By being aware of their own positionality as researchers who may or may not share the women’s definitions of empowerment, the researchers heard and recognized other lived experiences of agency. They accounted for their own biases and turned value-awareness into a strength. And the researchers interpreted the data, found identifiable patterns, and concluded that they must include the vantage point of the researched when designing measures. The emergence of a shared understanding through a process of co-production thereby led to “strong objectivity”. It is important to note here that the researchers did not merely retrieve and passively receive the respondents’ understanding of empowerment and agency. Strong objectivity and co-production of knowledge occurs when the researcher’s own horizon of understanding is enlarged to see the different angles through which to understand the lived experience of empowerment. 

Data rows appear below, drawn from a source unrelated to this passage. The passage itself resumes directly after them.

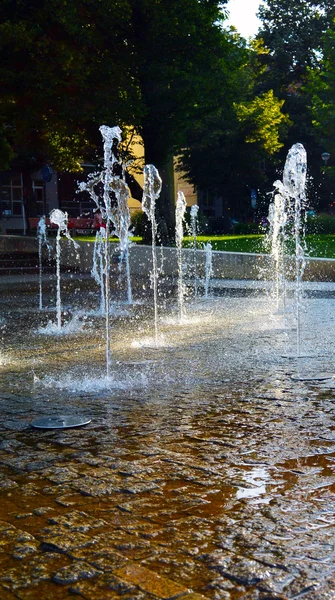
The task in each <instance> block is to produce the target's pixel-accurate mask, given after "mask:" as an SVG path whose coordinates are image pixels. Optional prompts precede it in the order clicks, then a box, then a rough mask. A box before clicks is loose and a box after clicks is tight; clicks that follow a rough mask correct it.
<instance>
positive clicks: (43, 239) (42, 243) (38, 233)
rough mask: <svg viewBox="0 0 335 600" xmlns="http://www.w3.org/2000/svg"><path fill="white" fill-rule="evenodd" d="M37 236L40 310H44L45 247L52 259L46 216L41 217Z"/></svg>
mask: <svg viewBox="0 0 335 600" xmlns="http://www.w3.org/2000/svg"><path fill="white" fill-rule="evenodd" d="M36 236H37V240H38V266H39V308H40V310H42V308H43V285H42V283H43V282H42V279H43V262H42V259H43V255H42V251H43V246H45V247H46V248H47V250H48V256H49V258H50V255H51V244H49V241H48V235H47V226H46V222H45V216H43V217H41V218H40V220H39V222H38V224H37V229H36Z"/></svg>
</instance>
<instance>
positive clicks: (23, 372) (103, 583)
mask: <svg viewBox="0 0 335 600" xmlns="http://www.w3.org/2000/svg"><path fill="white" fill-rule="evenodd" d="M84 283H85V282H84ZM78 286H79V284H78V283H73V285H72V289H69V290H68V298H67V300H66V302H67V304H68V305H69V307H70V308H69V309H68V316H67V317H66V316H65V318H67V319H68V320H69V319H71V318H73V316H75V317H76V319H77V320H78V322H79V323H80V327H79V328H78V330H77V331H75V332H72V333H69V334H67V335H61V336H53V335H49V336H48V335H45V333H41V332H39V331H38V328H39V327H43V326H44V327H45V326H46V325H47V323H48V321H49V320H51V321H52V320H53V319H54V313H53V312H52V310H50V312H48V311H44V312H43V313H39V312H38V310H37V308H36V297H35V292H36V288H34V286H32V287H31V289H30V288H29V286H28V287H27V286H26V288H25V289H24V290H22V289H21V290H20V289H19V288H18V287H14V286H12V287H11V288H10V290H8V289H2V291H1V295H0V316H1V322H0V326H1V331H2V350H1V355H0V360H1V382H2V386H1V389H2V392H1V406H2V420H1V425H0V431H1V441H0V464H1V475H0V531H1V536H0V566H1V568H0V598H1V599H4V600H7V599H9V598H19V599H22V600H26V599H28V598H31V599H36V598H41V599H44V598H45V599H47V598H52V599H57V598H62V599H63V598H67V597H72V596H73V595H75V594H77V595H78V596H79V597H81V598H84V599H88V600H99V599H100V600H105V599H106V598H122V599H127V600H130V599H134V600H135V599H136V600H140V599H141V600H149V599H151V600H152V599H155V598H156V599H157V598H162V599H163V598H164V599H167V598H177V597H178V598H185V599H186V597H187V598H188V600H200V598H203V597H204V598H208V599H213V600H217V599H220V600H221V599H224V600H225V599H228V600H229V599H231V600H235V599H236V600H237V599H246V600H254V599H260V600H270V599H279V598H281V599H285V598H287V599H295V598H304V599H305V600H316V599H318V600H323V599H330V598H333V597H334V592H333V590H334V587H335V563H334V554H335V527H334V526H335V502H334V500H335V422H334V414H335V411H334V405H333V396H334V380H333V378H332V373H333V366H334V352H333V337H334V328H333V325H334V318H333V315H334V314H335V311H334V308H335V305H334V300H333V299H332V298H317V299H315V298H314V299H313V298H309V299H307V300H306V302H305V313H304V315H305V327H304V330H303V340H304V352H306V354H308V356H310V357H311V358H300V359H294V358H287V356H292V353H293V351H294V339H295V332H294V330H293V329H292V324H290V323H289V322H285V323H283V322H281V317H280V316H277V317H273V316H272V313H271V303H270V301H269V299H268V298H264V297H262V296H259V297H255V298H250V297H248V298H243V297H229V295H227V296H225V297H221V298H216V299H212V300H211V301H209V303H207V304H205V303H201V302H199V303H198V304H197V305H193V306H189V308H188V311H189V312H188V314H189V322H188V321H187V319H186V322H185V323H183V324H182V325H177V324H173V323H174V313H173V312H171V311H172V307H173V303H171V304H169V303H168V302H165V314H166V316H167V317H169V318H168V319H167V320H164V321H163V320H162V322H161V324H160V327H161V331H162V335H163V336H164V340H166V345H164V344H163V343H162V344H160V345H159V347H158V348H154V347H150V346H145V345H144V346H143V345H141V344H140V343H138V344H134V343H133V342H134V341H141V339H143V338H147V337H150V336H152V331H153V326H152V321H151V315H152V308H151V307H150V305H149V306H147V305H146V304H145V298H142V301H143V302H142V303H141V304H138V305H135V306H134V307H132V308H131V307H130V308H129V307H128V308H127V311H126V313H125V314H124V312H122V311H121V314H117V315H116V316H115V318H114V319H113V325H112V355H113V366H112V372H113V380H112V381H106V379H105V375H104V338H103V333H104V321H103V319H102V318H100V317H98V316H93V317H92V316H87V315H89V310H91V309H93V308H94V301H95V300H96V296H95V294H94V291H92V289H90V287H89V286H88V284H87V282H86V283H85V285H84V284H83V285H82V288H81V289H80V290H79V291H77V292H76V293H74V289H78ZM69 287H71V286H69ZM23 291H24V294H23ZM148 298H149V295H148ZM149 300H150V298H149ZM34 303H35V304H34ZM49 303H50V306H52V296H50V298H49ZM83 308H86V313H85V311H84V312H83V313H79V315H78V311H79V310H81V311H82V310H83ZM285 355H286V358H285ZM315 373H317V374H322V373H327V374H329V376H330V378H329V379H325V380H322V379H319V380H318V381H315V380H313V379H312V378H311V379H309V378H308V377H306V374H310V375H311V377H312V376H313V374H315ZM299 375H303V377H300V378H299V377H298V376H299ZM55 414H56V415H57V414H58V415H59V414H71V415H73V414H79V415H85V416H87V417H89V418H90V419H91V423H90V424H88V425H87V426H85V427H83V428H78V429H64V430H36V429H33V428H32V427H31V423H32V422H33V421H34V420H35V419H37V418H39V417H43V416H53V415H55Z"/></svg>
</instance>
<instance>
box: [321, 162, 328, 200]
mask: <svg viewBox="0 0 335 600" xmlns="http://www.w3.org/2000/svg"><path fill="white" fill-rule="evenodd" d="M321 158H322V160H323V163H324V167H323V177H322V191H323V193H324V194H325V192H326V186H325V173H326V168H327V162H328V161H329V159H330V154H329V152H322V154H321ZM328 210H329V204H328Z"/></svg>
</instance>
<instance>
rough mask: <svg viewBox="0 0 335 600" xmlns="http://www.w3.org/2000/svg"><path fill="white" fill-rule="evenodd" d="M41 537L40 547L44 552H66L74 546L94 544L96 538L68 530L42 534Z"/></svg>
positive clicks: (74, 547) (61, 552)
mask: <svg viewBox="0 0 335 600" xmlns="http://www.w3.org/2000/svg"><path fill="white" fill-rule="evenodd" d="M39 537H40V538H41V545H40V548H41V550H43V551H44V552H60V553H63V552H64V553H65V552H69V551H70V550H73V549H74V548H82V547H85V546H92V545H93V544H94V543H95V540H94V539H92V538H91V537H88V536H86V535H84V534H83V533H79V532H78V533H76V534H75V535H74V534H73V533H70V532H66V531H64V533H62V534H61V535H60V534H59V533H55V534H51V533H46V534H45V535H43V534H42V535H41V536H39Z"/></svg>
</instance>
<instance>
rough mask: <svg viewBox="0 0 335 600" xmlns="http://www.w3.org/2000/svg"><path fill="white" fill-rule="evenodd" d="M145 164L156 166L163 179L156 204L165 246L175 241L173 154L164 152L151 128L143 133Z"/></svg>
mask: <svg viewBox="0 0 335 600" xmlns="http://www.w3.org/2000/svg"><path fill="white" fill-rule="evenodd" d="M142 138H143V142H144V157H145V164H147V165H149V164H151V165H154V166H155V167H156V169H157V170H158V172H159V175H160V177H161V179H162V191H161V194H160V197H159V198H158V199H157V202H156V218H157V224H158V236H159V238H160V241H161V243H162V244H163V245H164V246H169V245H171V244H173V243H174V240H175V224H176V218H175V191H174V164H173V154H172V153H168V152H162V149H161V144H160V143H159V142H160V141H159V140H157V136H156V135H155V134H154V133H153V132H152V130H151V128H150V127H149V128H147V130H146V128H144V130H143V131H142Z"/></svg>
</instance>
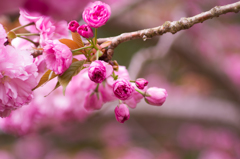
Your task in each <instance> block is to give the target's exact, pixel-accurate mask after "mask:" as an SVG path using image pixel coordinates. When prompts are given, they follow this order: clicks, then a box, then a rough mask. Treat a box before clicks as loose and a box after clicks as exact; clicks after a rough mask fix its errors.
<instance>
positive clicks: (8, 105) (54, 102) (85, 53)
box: [0, 1, 167, 134]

In conclusion, when researchers’ focus shifts to understanding nuance and complexity, the conversation rightfully shifts from “is this data objective?” to “what constitutes good quality data?” A previous blog touched on the criteria that can be used to judge qualitative research. A forthcoming blog will build on the three elements of objectivity introduced here to highlight strategies and techniques employed by qualitative researchers to ensure accountability, heighten value awareness, and seek rigor in interpretation.

 

References

Burawoy, Michael. "The extended case method." Sociological theory 16, no. 1 (1998): 4-33.

Harding, S. (1995). Can feminist thought make economics more objective? Feminist economics1(1), 7-32.

Meinzen-Dick, R. S., Rubin, D., Elias, M., Mulema, A. A., & Myers, E. (2019). Women’s empowerment in agriculture: Lessons from qualitative research (Vol. 1797). Intl Food Policy Res Inst.

Riessman, C., & Given, L. (2008). Sage Encyclopedia of Qualitative Research Methods.

Small, M. L., & Calarco, J. M. (2022). Qualitative literacy: A guide to evaluating ethnographic and interview research. Univ of California Press.

Zolvinski, S. (2008). Listening to farmers: qualitative impact assessments in unfavorable rice environments.